Silicon Labs once again entered its MG24 part, a multi-protocol SoC for IoT applications, which includes Silicon Labs’ home-grown AI accelerator alongside an Arm Cortex-M33 core. The MG24’s scores improved 1.5-1.9× across the board, for both latency and energy consumption, except for anomaly detection which was similar to the last round. Silicon Labs used TensorFlow Lite for microcontrollers and CMSIS-NN for its submissions.
OctoML’s offering is a developer platform focused on code portability, performance, and tools, which is intended to allow model deployment without specialized ML expertise.
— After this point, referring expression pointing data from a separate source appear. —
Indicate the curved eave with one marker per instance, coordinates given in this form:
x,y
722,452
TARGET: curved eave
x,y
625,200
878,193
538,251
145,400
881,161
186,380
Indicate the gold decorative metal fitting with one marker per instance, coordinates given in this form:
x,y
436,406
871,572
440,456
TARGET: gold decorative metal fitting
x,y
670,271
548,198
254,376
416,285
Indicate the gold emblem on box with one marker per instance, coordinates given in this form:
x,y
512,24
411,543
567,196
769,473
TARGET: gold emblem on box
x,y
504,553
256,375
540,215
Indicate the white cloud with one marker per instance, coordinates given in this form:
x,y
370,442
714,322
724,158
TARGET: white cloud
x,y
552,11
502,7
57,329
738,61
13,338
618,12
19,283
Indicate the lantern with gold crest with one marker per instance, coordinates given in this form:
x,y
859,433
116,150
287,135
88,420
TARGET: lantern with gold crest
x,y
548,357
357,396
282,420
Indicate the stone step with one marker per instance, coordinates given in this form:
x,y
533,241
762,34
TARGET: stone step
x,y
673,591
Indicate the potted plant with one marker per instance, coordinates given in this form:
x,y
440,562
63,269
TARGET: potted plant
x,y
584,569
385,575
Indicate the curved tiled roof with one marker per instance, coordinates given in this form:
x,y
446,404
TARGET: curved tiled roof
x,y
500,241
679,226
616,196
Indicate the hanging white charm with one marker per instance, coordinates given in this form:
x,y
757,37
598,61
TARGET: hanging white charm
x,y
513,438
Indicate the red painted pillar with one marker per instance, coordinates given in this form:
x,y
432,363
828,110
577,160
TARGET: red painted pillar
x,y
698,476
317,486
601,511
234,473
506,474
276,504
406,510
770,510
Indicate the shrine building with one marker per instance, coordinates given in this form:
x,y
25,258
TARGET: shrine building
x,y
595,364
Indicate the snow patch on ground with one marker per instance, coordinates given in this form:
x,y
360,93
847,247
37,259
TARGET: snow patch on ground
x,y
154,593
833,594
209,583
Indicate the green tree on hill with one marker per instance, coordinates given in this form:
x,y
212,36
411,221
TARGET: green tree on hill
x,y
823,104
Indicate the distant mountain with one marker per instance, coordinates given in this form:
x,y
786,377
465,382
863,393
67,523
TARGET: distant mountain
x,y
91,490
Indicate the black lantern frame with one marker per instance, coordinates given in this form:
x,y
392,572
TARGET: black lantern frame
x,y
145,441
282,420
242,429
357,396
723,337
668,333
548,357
The company submitted scores using two different compilation flows: The baseline used Apache TVM and CMSIS-NN, while the other scores used microTVM and OctoML’s AutoTuning optimization process.
The company’s intent was to show that autotuning with native microTVM schedules achieved similar performance to CMSIS-NN; visual wake words were within 11% on latency and power.
Qualcomm submitted in the preview category (for systems not yet commercially available) with a next-gen version of the Qualcomm Sensing Hub. The Sensing Hub is an on-chip AI accelerator block designed for always-on processing of sensor data (mainly camera data) in smartphones.
In Snapdragon mobile processors, this block offloads always-on processing from the Hexagon processor, which is used for bigger AI tasks. This latest generation of the Sensing Hub includes a second AI accelerator core alongside DSP and memory. It can perform anomaly detection in less than 0.1ms, faster than any score submitted in the “available” category.